Lorsqu’elle est menée de cette façon, la modernisation produit des gains concrets. Sur des environnements legacy complexes, cette approche a permis de réduire très fortement l’effort manuel de passage du code aux spécifications, d’accélérer les analyses de plusieurs semaines à quelques jours, d’atteindre une très forte précision dans les spécifications générées et d’augmenter sensiblement la vitesse de migration. Dans d’autres contextes, elle a rendu possible une migration jusqu’à trois fois plus rapide et une baisse importante des coûts de modernisation, tout en améliorant la qualité et la maintenabilité du résultat.

Pour un dirigeant européen, l’enjeu n’est donc pas seulement technique. Il s’agit de créer un socle sur lequel l’entreprise pourra déployer de nouveaux produits, exposer ses capacités via des API, renforcer sa gouvernance, industrialiser ses cycles logiciels et, surtout, rendre l’IA exploitable dans des processus réels plutôt que cantonnée à des expérimentations périphériques.

De la dette technique à la capacité de transformation continue

La véritable opportunité consiste à transformer la modernisation d’un ensemble de projets ponctuels en capacité durable. En structurant le passage du legacy vers des spécifications vérifiées, puis vers une architecture moderne, du code maintenable, des tests automatisés et une mise en production mieux gouvernée, les entreprises peuvent réduire leur dette technique de façon continue plutôt que par vagues exceptionnelles.

C’est particulièrement pertinent en Europe, où les grandes organisations doivent souvent faire évoluer un portefeuille très large d’applications, avec des contraintes fortes de conformité, de sécurité, de documentation et de résilience. Un modèle industrialisé et humainement gouverné permet alors de gagner en prévisibilité, de mieux séquencer les investissements et de moderniser sans rompre la confiance du métier.

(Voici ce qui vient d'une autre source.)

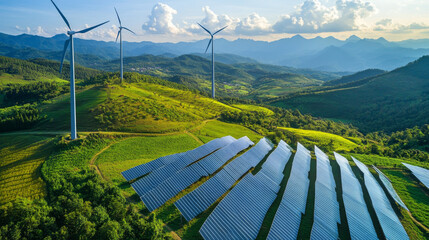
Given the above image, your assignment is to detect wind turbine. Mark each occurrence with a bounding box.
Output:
[115,8,136,83]
[51,0,109,139]
[198,23,228,99]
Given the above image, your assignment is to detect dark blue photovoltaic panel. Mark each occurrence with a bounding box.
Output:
[334,152,378,239]
[352,157,409,239]
[372,165,410,211]
[402,163,429,188]
[140,163,206,211]
[311,146,341,240]
[140,137,253,212]
[200,174,276,239]
[122,136,235,181]
[261,140,292,185]
[267,143,311,239]
[122,153,185,181]
[175,138,272,221]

Faire de la modernisation le vrai agenda de préparation à l’IA

Pour les dirigeants qui veulent faire passer l’IA du pilote à la production, la question n’est plus seulement : quel modèle choisir ? La question devient : les systèmes cœur de l’entreprise sont-ils prêts à supporter un changement gouverné à grande échelle ?

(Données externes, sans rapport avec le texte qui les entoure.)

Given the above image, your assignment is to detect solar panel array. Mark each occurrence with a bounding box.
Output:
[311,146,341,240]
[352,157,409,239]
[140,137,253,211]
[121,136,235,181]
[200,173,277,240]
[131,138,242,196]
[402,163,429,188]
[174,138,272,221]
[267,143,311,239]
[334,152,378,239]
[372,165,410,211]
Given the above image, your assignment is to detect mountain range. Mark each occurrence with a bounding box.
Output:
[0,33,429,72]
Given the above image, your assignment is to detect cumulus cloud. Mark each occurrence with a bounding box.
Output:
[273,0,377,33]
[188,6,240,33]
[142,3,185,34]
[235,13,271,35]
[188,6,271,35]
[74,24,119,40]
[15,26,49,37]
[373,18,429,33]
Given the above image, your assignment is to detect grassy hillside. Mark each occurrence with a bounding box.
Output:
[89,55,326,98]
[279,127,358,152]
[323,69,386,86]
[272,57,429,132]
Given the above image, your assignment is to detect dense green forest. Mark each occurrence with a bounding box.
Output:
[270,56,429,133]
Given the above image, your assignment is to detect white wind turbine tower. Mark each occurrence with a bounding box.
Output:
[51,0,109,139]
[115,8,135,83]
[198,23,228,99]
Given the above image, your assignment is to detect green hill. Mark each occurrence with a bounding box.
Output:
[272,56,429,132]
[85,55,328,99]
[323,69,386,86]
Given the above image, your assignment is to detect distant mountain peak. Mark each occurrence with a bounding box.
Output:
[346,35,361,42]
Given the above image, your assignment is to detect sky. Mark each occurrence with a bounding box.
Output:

Si la réponse est non, le principal obstacle à l’IA n’est pas la couche de modèle, mais la couche système. En transformant la logique legacy en spécifications vérifiées, en rendant les dépendances visibles, en automatisant les tests et en gardant les experts en contrôle, Publicis Sapient aide les entreprises à moderniser sans perdre la maîtrise. C’est ainsi que la modernisation cesse d’être un simple chantier de remise à niveau technique et devient un levier stratégique de transformation numérique et d’activation de l’IA en entreprise.